And to an extent, I understand why some people get into this frenzy – you’re being fed a steady diet of “what’s next” usually by people who flame out and are back at doing the exact same thing a year later. Folks… I’ll say this slowly: that’s not success. For every guy that loads up on debt, gets lucky, sells his business and makes a killing there are millions of those that don’t. And like I said, if that were a winning strategy those folks would be out on a yacht, not in a job. Or worse, same or lower job.

So now that we’ve clarified that bit of fantasy..

Success in IT business is no different than success in any other business – you learn to benefit from change, you learn how to hire and train people to manage a business and you pursue the next idea.

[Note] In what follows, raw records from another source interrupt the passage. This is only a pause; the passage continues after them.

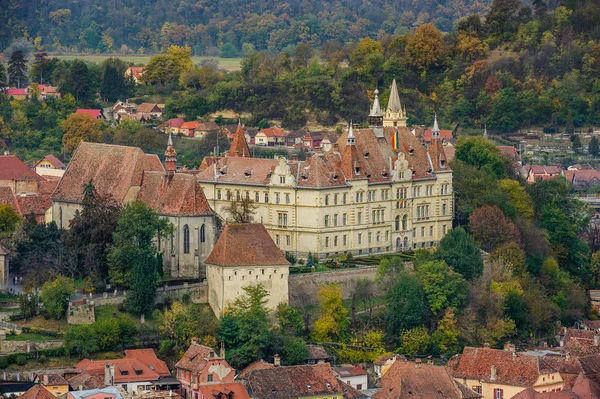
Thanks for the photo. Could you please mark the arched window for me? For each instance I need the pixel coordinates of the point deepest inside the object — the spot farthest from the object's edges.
(186, 239)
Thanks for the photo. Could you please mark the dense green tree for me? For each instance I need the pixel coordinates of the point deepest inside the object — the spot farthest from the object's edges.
(459, 251)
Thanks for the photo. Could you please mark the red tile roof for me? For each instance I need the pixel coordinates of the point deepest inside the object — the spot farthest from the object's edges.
(406, 380)
(37, 392)
(94, 113)
(511, 368)
(239, 146)
(179, 194)
(12, 168)
(246, 245)
(113, 169)
(230, 390)
(294, 382)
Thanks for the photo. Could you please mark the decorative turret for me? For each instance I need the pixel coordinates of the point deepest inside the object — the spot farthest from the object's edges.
(395, 115)
(351, 139)
(170, 156)
(435, 132)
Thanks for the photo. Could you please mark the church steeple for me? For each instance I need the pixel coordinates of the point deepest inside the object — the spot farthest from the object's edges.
(170, 156)
(395, 115)
(435, 132)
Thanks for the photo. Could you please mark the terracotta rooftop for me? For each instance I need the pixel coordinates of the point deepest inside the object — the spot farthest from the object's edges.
(37, 392)
(515, 369)
(406, 380)
(12, 168)
(246, 245)
(256, 365)
(230, 390)
(293, 382)
(179, 194)
(113, 169)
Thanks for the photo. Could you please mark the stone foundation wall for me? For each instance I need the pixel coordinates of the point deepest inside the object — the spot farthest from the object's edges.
(7, 347)
(310, 282)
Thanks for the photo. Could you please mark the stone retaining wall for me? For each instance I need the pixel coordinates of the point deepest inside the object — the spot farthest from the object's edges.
(310, 282)
(7, 347)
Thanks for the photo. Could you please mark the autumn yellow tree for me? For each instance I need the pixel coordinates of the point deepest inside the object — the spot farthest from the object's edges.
(332, 323)
(424, 48)
(78, 128)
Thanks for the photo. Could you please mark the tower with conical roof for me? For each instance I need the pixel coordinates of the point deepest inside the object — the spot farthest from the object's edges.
(394, 114)
(170, 157)
(239, 146)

Not all ideas will be winners.

But once you know how to build, manage and scale a winning idea you start to diversify, you start to invest and you begin to invest in ideas and people – not in the process and perfection. I’ve seen so many people fail trying to be perfect operators of a business and end up failing to deal with the change.

This is why it hurts me so much when I see CEOs of companies out going to trade shows that double down on sales, process and marketing. No. No. No. No. You’ve already proven you know how to sell, market and implement stuff enough that someone paid you to get you to the point of having employees and enough time away from clients to attend that show – now is not the time to invest in yourself – unless you intend to never get ahead. This is where you invest in your people, send them to these conferences, give them ownership of tasks, projects and services. It’s hard to give up being a control freak but nobody is coming to take away the CEO job – so move on.

So the answer – what are you doing next? First, what else are you doing? What sorts of investments do you have? What other side businesses do you have? What does your portfolio look like? You can run more than one business effectively at a time – and if you can’t then you have the wrong people working for you. If you can’t trust your team then you need to work on that first.

Perfection is not the be all end all of business. Selling your business is not the goal. Entrepreneurship isn’t about finding a greater fool (because if you’re selling you’re admitting you don’t know how to have it make any more profits than it’s currently making) it’s about creating multiple profit streams.